With support from the University of Richmond

History News Network

History News Network puts current events into historical perspective. Subscribe to our newsletter for new perspectives on the ways history continues to resonate in the present. Explore our archive of thousands of original op-eds and curated stories from around the web. Join us to learn more about the past, now.

Another Way in Which Trump Is Proving to Be Like Andrew Jackson – Alas


Over the weekend of October 19-20, 1973, President Richard Nixon fired Attorney General Elliott Richardson and Deputy Attorney General William Ruckelshaus when they refused to remove special prosecutor Archibald Cox. Cox had been appointed to investigate the Nixon administration’s unprecedented corruption and illegality. To replace Richardson and Ruckelshaus at the Justice Department, Nixon tapped Solicitor General Robert Bork. Bork, a loyal partisan, followed orders and illegally dismissed Cox. Dubbed by the press as the “Saturday Night Massacre,” Nixon’s purge of the Justice Department failed to stop investigations, and the infamous “Watergate” scandal forced Nixon’s resignation ten months later. Sadly, Nixon was not the first chief executive to fire his own officials in an attempt to break the law – that dubious distinction belongs to Andrew Jackson.

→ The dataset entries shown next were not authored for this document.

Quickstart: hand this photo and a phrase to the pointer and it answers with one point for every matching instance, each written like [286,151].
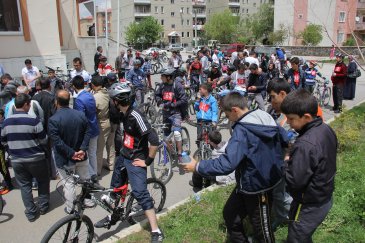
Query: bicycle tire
[185,140]
[153,185]
[159,169]
[69,219]
[327,96]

In 1791, when the United States was merely months old, the administration of President George Washington pushed through Congress a national bank, the First Bank of the United States (1BUS). The 1BUS was critical to post-Revolution economic recovery and prosperity, but was vehemently opposed by Jeffersonians, who deemed the bank unconstitutional. The 1BUS was allowed to expire in 1811, under President James Madison. Killing the 1BUS quickly proved a terrible error, as the Madison administration took the nation to war against Great Britain the very next year. The rush to war by an infant nation with no central bank led to a massive financial crisis. So much so, that at the war’s conclusion, those very same Jeffersonians rushed to revive the bank. Thus, the Second Bank of the United States (2BUS) was chartered in 1816 for twenty years.

Like the 1BUS, the 2BUS did wonders for the young American economy. Nevertheless, conservative extremists continued to harbor deep hatred of the institution. Opposition to the 2BUS grew especially quick among Southern enslavers of the new “Cotton Kingdom” who loathed being in debt to Yankees and Brits.1 A financial “panic” in 1819 further undermined confidence in the bank’s ability to deliver unbridled prosperity. Nevertheless, mainstream politicians avoided criticizing the 2BUS, as most Americans continued to understand its central role in their expanding economy. Even Andrew Jackson, though a powerful enslaver with a personal, deep hatred of all banks, refrained from condemning the 2BUS in his 1824 (failed) and 1828 (successful) bids for the presidency.

In 1832, however, Jackson’s challenger was Henry Clay, architect of the 2BUS and personal and political rival of “Old Hickory.” Clay, in a plan he considered fool-proof, convinced his friend Nicholas Biddle, Director of the 2BUS, to ask Congress for re-chartering early, in 1832 rather than 1836. The 2BUS would then become a campaign issue, as Jackson would either have to sign the re-chartering bill, and thus admit Clay was right, or veto the bill, removing the central pillar of the national economy. What Clay did not plan on was Jackson’s ability to manipulate public opinion. Democratic newspapers launched a massive propaganda campaign to convince the American public that the “Monster Bank” was an authentic threat to their livelihoods and the American republic: a dangerous concentration of wealth and power in the lands of the unelected few. President Jackson, Democrats claimed, would save the nation from the beast bank, just as he had saved the nation from savage Indians and the blood-thirsty Brits.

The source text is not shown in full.